European officials threatened to fine TikTok and force it to remove some features, the latest regulatory challenge for the Chinese-owned social media app.
European Union regulators on Monday threatened to fine TikTok over potentially addictive features on a version of its app called TikTok Lite, which was released to work more smoothly on slower wireless networks.
The E.U. investigation adds to TikTok’s regulatory challenges as the U.S. Senate prepares to vote on a bill that would order the app’s owner, the Chinese internet company ByteDance, to sell TikTok or be banned. The company is under growing pressure for its links to China, data collection practices and potentially harmful effects on children.
In Europe, the authorities said TikTok did not conduct a legally required risk assessment before introducing new features that allow users to earn rewards like gift cards for watching videos, liking content and following certain creators. They said the features created a financial incentive to spend more time on the app, creating risks for addiction and mental health issues, particularly for children.
The action announced on Monday is the second E.U. investigation against TikTok, along with another inquiry focused on a lack of effective age-verification protections and addictive design features.
In the United States, lawmakers last week approved legislation meant to force ByteDance to sell the social media app. The Senate is expected to vote on the bill, which has been bundled with a package of aid bills, this week. The White House and members of Congress have expressed concerns that TikTok poses a national security risk because the Chinese government could use the app to gain access to Americans’ data or run a disinformation campaign.
TikTok did not immediately respond to a request for comment.

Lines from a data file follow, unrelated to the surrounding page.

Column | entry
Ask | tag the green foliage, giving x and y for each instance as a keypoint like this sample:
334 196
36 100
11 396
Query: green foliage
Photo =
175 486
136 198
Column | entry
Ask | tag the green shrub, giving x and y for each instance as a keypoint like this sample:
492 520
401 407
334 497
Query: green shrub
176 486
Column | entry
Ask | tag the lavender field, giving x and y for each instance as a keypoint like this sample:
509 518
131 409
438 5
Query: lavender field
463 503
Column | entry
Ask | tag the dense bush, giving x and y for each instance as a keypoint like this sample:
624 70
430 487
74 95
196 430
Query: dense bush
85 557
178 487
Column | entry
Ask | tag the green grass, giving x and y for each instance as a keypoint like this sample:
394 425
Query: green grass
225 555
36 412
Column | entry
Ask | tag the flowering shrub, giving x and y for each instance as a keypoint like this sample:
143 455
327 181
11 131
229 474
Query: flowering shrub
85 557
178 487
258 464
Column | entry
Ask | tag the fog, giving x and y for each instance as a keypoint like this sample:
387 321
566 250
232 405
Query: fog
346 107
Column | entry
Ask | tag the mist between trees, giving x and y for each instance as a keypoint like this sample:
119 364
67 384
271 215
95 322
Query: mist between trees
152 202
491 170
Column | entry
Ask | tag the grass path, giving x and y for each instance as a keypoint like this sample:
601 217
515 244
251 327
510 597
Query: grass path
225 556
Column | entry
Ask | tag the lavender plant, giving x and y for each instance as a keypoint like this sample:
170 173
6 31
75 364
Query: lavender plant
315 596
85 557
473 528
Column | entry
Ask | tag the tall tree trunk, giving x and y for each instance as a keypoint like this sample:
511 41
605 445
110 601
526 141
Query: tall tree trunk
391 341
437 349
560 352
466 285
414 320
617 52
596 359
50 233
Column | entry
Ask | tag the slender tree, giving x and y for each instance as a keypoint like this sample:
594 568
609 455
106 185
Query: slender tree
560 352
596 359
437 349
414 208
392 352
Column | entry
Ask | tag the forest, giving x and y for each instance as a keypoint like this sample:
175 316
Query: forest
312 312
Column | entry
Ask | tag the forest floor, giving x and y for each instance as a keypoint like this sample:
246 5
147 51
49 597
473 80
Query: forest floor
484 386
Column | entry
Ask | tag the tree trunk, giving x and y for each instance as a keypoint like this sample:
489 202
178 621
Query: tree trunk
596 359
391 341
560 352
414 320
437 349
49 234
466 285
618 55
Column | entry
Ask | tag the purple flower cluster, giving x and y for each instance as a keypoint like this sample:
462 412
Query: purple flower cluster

TikTok Lite is best known in countries such as India, Brazil and Indonesia, but was introduced more recently in Spain and France. The app uses less memory in order to work on phones tailored for lower-speed wireless networks.
Under the Digital Services Act, an E.U. law passed in 2022 to regulate social media platforms, large companies such as TikTok must submit risk assessments before introducing major changes to their products or services. The authorities said TikTok did not submit the needed information before introducing the rewards features, even after regulators sent a request last week.
TikTok has until April 23 to submit a risk assessment report to the European Commission, the executive branch of the 27-nation bloc, and until May 3 to provide the other information requested. If not, regulators said they may impose fines up to 1 percent of its annual income, as well as additional “periodic penalties” of up to 5 percent of TikTok’s average daily income.